International convenience store companies buying locations in the United States is not new, as Alon, GPM and others have held a U.S. presence for years. However, in the last two years, the U.S. convenience channel has seen an increase in new international players competing for store acquisitions — and in many cases, winning them.
These new players include Enex, a Chilean company that entered the U.S. late last year with its acquisition of the Road Ranger chain based in Rockford, Ill.; and Applegreen plc, which jumped from five U.S. sites in 2015 to more than 120 at the end of 2018, and just recently announced its purchase of another 46 stores from CrossAmerica Partners LP in the Upper Midwest.
However, one of the biggest newcomers is United Kingdom-based EG Group, which entered the U.S. in 2018 and now has more than 1,000 locations across 24 states. And that doesn’t include the company’s recent agreement to acquire Westborough, Mass.-based Cumberland Farms, which will add another 600 stores to its rapidly expanding U.S. portfolio.
“The c-store market is a highly robust industry right now in the U.S. with good real estate to support the investment. While fuel sales nationally are relatively flat, there is significant growth and differentiation in the c-store trade here,” Ken Shriber, managing director and CEO of Petroleum Equity Group, based in Chappaqua, N.Y., told Convenience Store News.
International companies see the U.S. c-store market as a safe investment because of the robust U.S. economy and how the industry has stood the test of time, noted Mark Radosevich, president of PetroActive Real Estate Services LLC, based in Coral Gables, Fla.
“It’s a safe and vibrant market in the U.S., and c-stores are known for safety as far as an investment goes. It’s not in danger of being taken over by some new digital offering. People still have to go to brick-and-mortar stores for cigarettes, gas and beer,” he said.

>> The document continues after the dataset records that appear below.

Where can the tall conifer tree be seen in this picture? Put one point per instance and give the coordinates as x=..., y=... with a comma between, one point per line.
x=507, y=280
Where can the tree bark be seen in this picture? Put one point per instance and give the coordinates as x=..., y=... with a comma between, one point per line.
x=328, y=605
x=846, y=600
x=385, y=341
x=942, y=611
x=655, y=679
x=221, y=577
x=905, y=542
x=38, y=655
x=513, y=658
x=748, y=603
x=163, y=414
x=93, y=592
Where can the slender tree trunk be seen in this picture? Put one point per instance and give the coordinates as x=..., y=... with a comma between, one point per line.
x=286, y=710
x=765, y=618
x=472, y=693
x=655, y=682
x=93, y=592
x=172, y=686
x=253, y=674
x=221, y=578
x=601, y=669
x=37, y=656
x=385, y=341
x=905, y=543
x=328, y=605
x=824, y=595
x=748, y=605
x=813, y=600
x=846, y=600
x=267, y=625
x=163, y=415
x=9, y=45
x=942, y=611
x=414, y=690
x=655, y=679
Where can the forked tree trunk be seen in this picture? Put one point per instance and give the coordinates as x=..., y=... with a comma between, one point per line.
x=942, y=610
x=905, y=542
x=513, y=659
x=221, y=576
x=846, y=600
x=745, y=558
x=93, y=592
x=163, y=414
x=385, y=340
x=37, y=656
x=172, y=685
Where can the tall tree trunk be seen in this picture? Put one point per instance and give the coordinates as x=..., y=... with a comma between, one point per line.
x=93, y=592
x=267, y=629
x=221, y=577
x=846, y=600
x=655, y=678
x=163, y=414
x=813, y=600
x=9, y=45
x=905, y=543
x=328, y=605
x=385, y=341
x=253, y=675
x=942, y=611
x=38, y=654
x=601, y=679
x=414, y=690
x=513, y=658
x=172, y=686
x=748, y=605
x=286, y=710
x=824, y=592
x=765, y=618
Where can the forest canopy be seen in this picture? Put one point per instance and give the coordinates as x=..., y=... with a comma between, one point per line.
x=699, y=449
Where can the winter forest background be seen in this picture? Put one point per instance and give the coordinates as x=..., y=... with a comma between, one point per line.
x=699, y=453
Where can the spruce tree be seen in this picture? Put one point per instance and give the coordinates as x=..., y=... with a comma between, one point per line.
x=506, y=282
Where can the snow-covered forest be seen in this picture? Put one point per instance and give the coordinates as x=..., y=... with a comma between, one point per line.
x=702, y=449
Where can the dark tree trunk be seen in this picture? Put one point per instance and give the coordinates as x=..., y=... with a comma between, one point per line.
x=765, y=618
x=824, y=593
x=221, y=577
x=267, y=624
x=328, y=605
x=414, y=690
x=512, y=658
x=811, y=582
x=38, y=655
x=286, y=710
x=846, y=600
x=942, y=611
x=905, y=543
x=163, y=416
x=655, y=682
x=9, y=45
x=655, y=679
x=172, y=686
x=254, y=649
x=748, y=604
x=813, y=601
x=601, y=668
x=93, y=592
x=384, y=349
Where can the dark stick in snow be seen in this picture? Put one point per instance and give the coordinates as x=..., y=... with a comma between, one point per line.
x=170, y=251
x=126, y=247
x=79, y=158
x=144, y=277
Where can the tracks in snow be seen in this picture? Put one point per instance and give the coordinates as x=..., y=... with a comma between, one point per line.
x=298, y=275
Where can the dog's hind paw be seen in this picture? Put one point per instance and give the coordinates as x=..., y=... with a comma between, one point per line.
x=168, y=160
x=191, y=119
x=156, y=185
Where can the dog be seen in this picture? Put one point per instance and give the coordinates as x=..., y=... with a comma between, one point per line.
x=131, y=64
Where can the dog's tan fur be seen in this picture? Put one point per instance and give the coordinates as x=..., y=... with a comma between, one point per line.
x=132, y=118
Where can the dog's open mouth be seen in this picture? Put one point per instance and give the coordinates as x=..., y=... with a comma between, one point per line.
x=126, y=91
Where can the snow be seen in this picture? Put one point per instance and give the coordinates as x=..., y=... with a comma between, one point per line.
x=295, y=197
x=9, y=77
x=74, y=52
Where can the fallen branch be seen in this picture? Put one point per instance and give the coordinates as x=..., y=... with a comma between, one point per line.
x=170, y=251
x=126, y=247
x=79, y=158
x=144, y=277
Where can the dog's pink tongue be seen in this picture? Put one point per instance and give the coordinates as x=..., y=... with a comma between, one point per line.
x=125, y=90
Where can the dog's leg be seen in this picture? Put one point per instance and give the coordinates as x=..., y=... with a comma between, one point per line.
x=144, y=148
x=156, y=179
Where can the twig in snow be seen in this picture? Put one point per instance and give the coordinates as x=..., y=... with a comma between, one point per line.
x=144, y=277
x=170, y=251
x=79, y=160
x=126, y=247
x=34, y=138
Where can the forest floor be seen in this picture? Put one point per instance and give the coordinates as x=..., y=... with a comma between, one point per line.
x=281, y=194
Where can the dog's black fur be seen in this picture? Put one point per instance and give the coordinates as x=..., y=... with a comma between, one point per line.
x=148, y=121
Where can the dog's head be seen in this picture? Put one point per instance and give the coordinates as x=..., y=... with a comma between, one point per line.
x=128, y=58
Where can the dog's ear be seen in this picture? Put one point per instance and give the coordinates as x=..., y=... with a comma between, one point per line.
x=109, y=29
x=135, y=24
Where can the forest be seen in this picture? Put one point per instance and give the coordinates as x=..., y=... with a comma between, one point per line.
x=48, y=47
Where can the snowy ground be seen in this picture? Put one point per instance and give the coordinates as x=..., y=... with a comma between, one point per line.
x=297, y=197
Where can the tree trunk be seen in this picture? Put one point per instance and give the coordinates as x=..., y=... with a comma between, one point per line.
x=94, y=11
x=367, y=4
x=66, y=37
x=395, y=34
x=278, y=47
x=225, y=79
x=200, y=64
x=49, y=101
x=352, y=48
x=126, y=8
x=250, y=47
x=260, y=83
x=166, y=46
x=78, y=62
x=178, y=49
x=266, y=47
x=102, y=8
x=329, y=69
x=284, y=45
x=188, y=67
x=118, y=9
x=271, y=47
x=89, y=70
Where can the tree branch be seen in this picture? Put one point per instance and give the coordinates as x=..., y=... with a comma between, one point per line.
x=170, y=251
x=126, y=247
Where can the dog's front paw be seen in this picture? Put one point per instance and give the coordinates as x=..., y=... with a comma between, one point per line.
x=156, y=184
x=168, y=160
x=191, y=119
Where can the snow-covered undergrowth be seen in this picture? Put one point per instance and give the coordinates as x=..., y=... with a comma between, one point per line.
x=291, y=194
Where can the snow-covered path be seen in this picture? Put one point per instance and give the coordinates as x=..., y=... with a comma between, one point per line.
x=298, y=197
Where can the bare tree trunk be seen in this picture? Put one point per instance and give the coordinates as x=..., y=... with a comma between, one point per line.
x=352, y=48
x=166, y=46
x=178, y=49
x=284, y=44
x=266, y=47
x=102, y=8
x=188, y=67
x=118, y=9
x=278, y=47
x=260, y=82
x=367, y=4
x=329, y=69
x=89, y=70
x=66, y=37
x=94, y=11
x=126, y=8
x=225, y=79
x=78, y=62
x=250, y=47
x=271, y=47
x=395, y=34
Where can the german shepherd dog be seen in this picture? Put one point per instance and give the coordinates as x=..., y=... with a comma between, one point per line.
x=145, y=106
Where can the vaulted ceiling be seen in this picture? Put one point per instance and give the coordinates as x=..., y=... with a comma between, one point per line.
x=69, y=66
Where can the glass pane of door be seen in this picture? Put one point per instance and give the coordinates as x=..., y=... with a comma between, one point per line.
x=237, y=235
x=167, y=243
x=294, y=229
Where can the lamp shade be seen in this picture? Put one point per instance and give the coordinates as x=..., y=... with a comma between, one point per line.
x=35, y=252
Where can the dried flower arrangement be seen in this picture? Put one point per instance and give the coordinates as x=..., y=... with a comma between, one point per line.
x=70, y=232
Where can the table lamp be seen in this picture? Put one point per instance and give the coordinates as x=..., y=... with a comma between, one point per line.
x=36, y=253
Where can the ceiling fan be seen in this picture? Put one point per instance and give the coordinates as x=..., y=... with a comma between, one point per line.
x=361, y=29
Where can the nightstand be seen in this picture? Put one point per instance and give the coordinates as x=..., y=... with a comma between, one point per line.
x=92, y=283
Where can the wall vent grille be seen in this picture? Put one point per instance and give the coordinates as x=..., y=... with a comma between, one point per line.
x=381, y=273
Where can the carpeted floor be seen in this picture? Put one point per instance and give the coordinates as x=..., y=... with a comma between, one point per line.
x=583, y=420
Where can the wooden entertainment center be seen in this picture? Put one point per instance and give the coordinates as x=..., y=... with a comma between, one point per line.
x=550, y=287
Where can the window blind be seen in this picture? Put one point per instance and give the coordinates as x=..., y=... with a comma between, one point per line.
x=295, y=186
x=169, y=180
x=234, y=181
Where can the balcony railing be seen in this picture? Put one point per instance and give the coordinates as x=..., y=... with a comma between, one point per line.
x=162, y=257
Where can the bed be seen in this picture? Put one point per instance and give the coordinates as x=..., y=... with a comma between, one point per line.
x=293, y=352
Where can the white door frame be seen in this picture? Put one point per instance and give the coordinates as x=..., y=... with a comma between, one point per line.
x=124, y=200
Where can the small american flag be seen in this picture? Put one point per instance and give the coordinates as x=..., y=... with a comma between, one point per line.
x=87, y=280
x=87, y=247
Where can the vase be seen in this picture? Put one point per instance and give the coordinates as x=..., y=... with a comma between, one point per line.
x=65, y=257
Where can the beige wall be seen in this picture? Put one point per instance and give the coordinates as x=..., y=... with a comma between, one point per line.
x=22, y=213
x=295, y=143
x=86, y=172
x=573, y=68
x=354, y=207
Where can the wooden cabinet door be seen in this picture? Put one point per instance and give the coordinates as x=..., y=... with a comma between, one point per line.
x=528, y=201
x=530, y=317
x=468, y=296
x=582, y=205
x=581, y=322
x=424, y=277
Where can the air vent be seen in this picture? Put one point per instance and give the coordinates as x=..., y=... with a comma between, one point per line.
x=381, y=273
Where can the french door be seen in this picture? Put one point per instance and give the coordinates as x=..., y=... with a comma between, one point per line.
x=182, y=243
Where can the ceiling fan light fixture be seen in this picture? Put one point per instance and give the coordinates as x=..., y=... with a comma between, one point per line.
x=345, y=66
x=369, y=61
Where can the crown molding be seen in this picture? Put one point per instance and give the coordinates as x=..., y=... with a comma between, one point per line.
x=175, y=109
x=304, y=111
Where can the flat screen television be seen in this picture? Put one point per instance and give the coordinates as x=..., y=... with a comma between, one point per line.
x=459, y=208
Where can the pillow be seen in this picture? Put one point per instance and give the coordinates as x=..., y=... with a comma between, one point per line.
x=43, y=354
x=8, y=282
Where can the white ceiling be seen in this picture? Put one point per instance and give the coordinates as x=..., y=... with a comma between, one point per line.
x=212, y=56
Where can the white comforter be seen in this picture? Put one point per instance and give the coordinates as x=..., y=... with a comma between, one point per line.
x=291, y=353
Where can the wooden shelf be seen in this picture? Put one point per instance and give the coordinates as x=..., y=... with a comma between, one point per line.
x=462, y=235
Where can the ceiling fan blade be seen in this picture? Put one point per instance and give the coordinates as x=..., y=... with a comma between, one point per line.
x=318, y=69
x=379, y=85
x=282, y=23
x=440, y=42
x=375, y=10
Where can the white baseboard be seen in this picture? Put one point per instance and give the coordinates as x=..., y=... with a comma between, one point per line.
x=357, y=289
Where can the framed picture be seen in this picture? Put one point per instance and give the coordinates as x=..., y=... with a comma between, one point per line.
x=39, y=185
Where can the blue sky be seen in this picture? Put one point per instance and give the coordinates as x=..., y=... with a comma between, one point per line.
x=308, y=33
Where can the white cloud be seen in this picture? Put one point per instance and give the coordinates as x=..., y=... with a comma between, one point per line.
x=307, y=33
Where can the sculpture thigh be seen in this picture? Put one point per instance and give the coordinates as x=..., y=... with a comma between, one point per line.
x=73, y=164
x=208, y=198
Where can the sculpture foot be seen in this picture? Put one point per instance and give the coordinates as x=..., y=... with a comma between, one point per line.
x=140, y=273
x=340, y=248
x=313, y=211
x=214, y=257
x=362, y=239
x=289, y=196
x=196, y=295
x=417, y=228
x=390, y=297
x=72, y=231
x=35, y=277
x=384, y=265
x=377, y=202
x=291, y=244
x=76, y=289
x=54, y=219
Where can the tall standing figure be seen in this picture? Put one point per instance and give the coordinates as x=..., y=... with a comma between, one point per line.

Should U.S.-based companies be worried about international buyers scooping up stores? Terry Monroe, founder and president of American Business Brokers, believes there are two categories U.S.-based chains currently fall into: those competing to acquire the same stores being purchased by these international companies; and those who will find them entering their markets as competitors.
When it comes to buyer competition, he said large chains in the U.S. c-store market, such as 7-Eleven Inc. and Alimentation Couche-Tard Inc./Circle K, are definitely facing more competition for acquisitions but, in some cases, this doesn’t make a difference.
“The big players will only acquire certain things and, in some cases, EG and Applegreen purchased stores they passed on because it didn’t fit their business model,” Monroe stated. “They will only pay so much because that is their business model, and then EG or another international buyer will come along and be willing to pay more because they have a different model.”
It also depends on the number of stores up for sale, according to Radosevich. With a 50-store chain, there will be more people looking to acquire that than a chain that puts 300 or more stores on the market, he noted, explaining that big companies like 7-Eleven have a very disciplined approach to how they acquire assets, whereas international companies are not as stringent and can write a bigger check.
As for c-store operators who find themselves in direct competition with these new international operators, Van Tarver, president of Van Tarver Group and former head of Kroger’s c-store division, predicts that consolidation will continue throughout the industry, but he said that doesn’t mean small, regional operators should be worried, as some of the best and most profitable U.S.-based chains are within this group.
“If they are going to be successful and continue to be successful, it’s important for operators to continue the evolution of meeting changing consumer demand, and that is true no matter what the origin of the country is competing,” he advised. “There is no secret [move] that someone coming from another country will do that will dramatically increase the income of the store.
And if they overpay and don’t divest marginal stores, it’s going to hurt them down the road.”It's also important for all c-store chains — U.S.-based and foreign — to pay attention and invest in data and analytics, so they understand American consumers, what they want and how to serve them no matter who their competitors might be, said Tarver.